Die Zugriffsbefugnisse auf die Identität von Internetnutzern sind überdies ihrer Ausgestaltung nach verfassungswidrig. Nach der Rechtsprechung des Bundesverfassungsgerichts darf Nachrichtendiensten die Identifizierung von Internetnutzern nur erlaubt werden, wenn aufgrund tatsächlicher Anhaltspunkte von dem Vorliegen einer konkreten Gefahr auszugehen ist. Die rechtlichen und tatsächlichen Grundlagen entsprechender Auskunftsbegehren sind aktenkundig zu machen (BVerfG, 1 BvR 256/08 vom 2.3.2010, Absatz-Nr. 261). Die Artikel 6-8 des Gesetzes bestimmen weder selbst noch durch normenklare Verweisung, dass die Nachrichtendienste Bestandsdaten nur erheben dürfen, wenn aufgrund tatsächlicher Anhaltspunkte von dem Vorliegen einer konkreten Gefahr auszugehen ist. § 113 Abs. 2 TKG-E ändert daran nichts, weil er sich nur an den Anbieter richtet, der eine materielle Prüfung nicht vornehmen darf (§ 113 Abs. 2 S. 3 TKG-E).
Weiterer Handlungsbedarf
Ordnungswidrigkeiten
Das Gesetz soll über § 46 OWiG i.V.m. § 100j StPO-E die Identifizierung von Internetnutzern zur Verfolgung von Ordnungswidrigkeiten jeder Art ermöglichen. Das erhebliche Gewicht des Eingriffs solcher Auskünfte erlaubt es indessen nach der Rechtsprechung des Bundesverfassungsgerichts nicht, diese allgemein und uneingeschränkt auch zur Verfolgung jedweder Ordnungswidrigkeiten zuzulassen.
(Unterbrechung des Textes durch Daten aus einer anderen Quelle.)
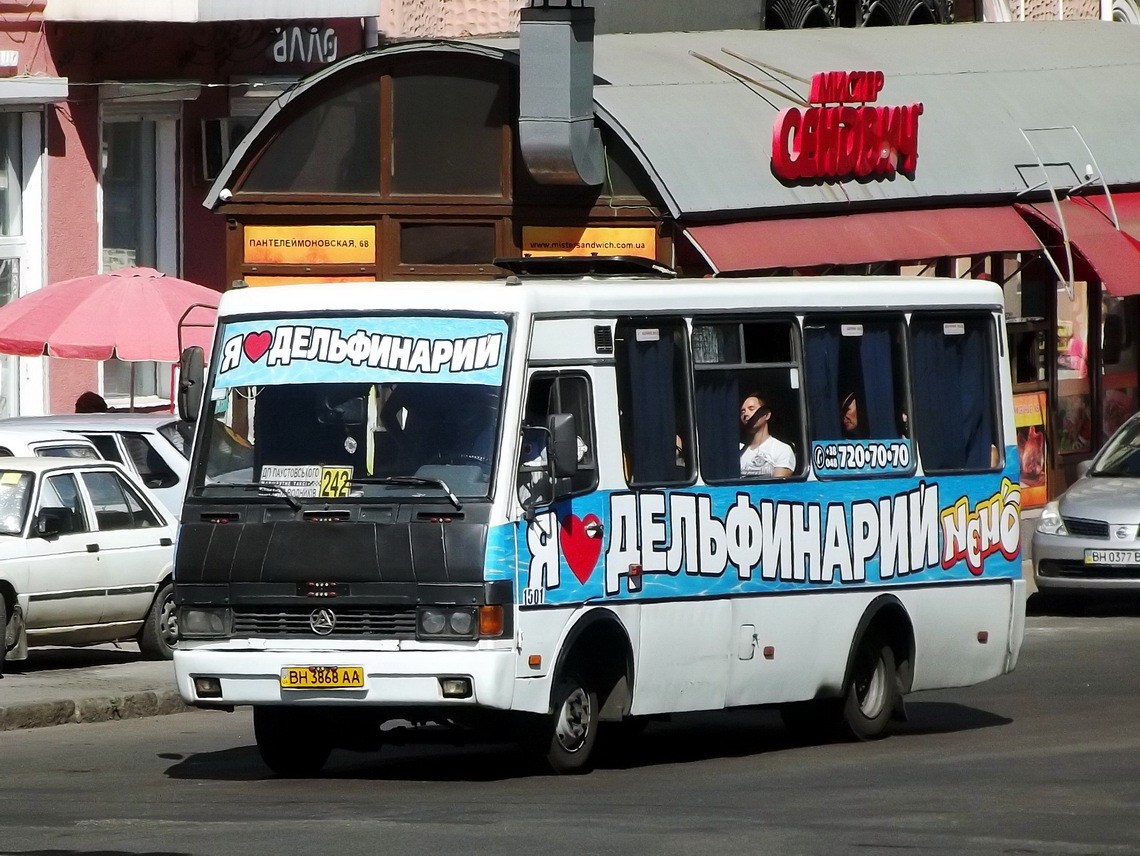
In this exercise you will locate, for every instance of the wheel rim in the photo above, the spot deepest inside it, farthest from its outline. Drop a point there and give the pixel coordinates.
(168, 622)
(572, 725)
(871, 687)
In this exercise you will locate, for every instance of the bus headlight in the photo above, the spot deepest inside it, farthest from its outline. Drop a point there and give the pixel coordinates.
(1050, 522)
(447, 622)
(200, 622)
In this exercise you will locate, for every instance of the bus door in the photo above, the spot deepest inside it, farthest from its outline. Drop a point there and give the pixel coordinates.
(562, 530)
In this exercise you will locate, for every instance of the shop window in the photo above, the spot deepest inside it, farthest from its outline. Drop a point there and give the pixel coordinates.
(151, 380)
(129, 193)
(551, 394)
(9, 290)
(447, 243)
(856, 382)
(10, 171)
(1118, 361)
(139, 226)
(955, 409)
(748, 400)
(447, 131)
(1074, 405)
(330, 148)
(653, 399)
Die Aufhebung der Anonymität im Internet bedarf zumindest einer Rechtsgutbeeinträchtigung, der von der Rechtsordnung auch sonst ein hervorgehobenes Gewicht beigemessen wird. Dies schließt entsprechende Auskünfte zur Verfolgung oder Verhinderung von Ordnungswidrigkeiten nicht vollständig aus. Es muss sich insoweit aber um - auch im Einzelfall - besonders gewichtige Ordnungswidrigkeiten handeln, die der Gesetzgeber ausdrücklich benennen muss (BVerfG, 1 BvR 256/08 vom 2.3.2010, Absatz-Nr. 262). Das Gesetz versäumt dies und verfehlt folglich auch insoweit die verfassungsrechtlichen Anforderungen (ebenso Unabhängiges Landesdatenschutzzentrum vom 27.11.2012, II.1.).
§ 111 TKG: Identifizierungszwang
Das Verbot anonymer Telekommunikation des § 111 TKG lehnen wir ab und fordern dessen Abschaffung. Der Identifizierungszwang ist nutzlos, weil Straftäter dennoch in aller Regel falsch registrierte oder ausländische anonyme Prepaidkarten nutzen. Bei dem Europäischen Gerichtshof für Menschenrechte ist eine Beschwerde gegen das Anonymitätsverbot des § 111 TKG anhängig, das in den meisten europäischen Staaten keine Entsprechung findet.
§ 112 TKG: Automatisiertes Abrufverfahren
Staatsbehörden in einem automatisierten Verfahren unmittelbaren Zugriff auf Kundendaten zu geben, lehnen wir ab, weil es zu einer Explosion der Zahl an Eingriffen in Telekommunikationsbeziehungen führt. Wir fordern, dass sich der Staat auf manuelle Auskunftsersuchen beschränkt, wie es auch in den meisten anderen europäischen Ländern der Fall ist.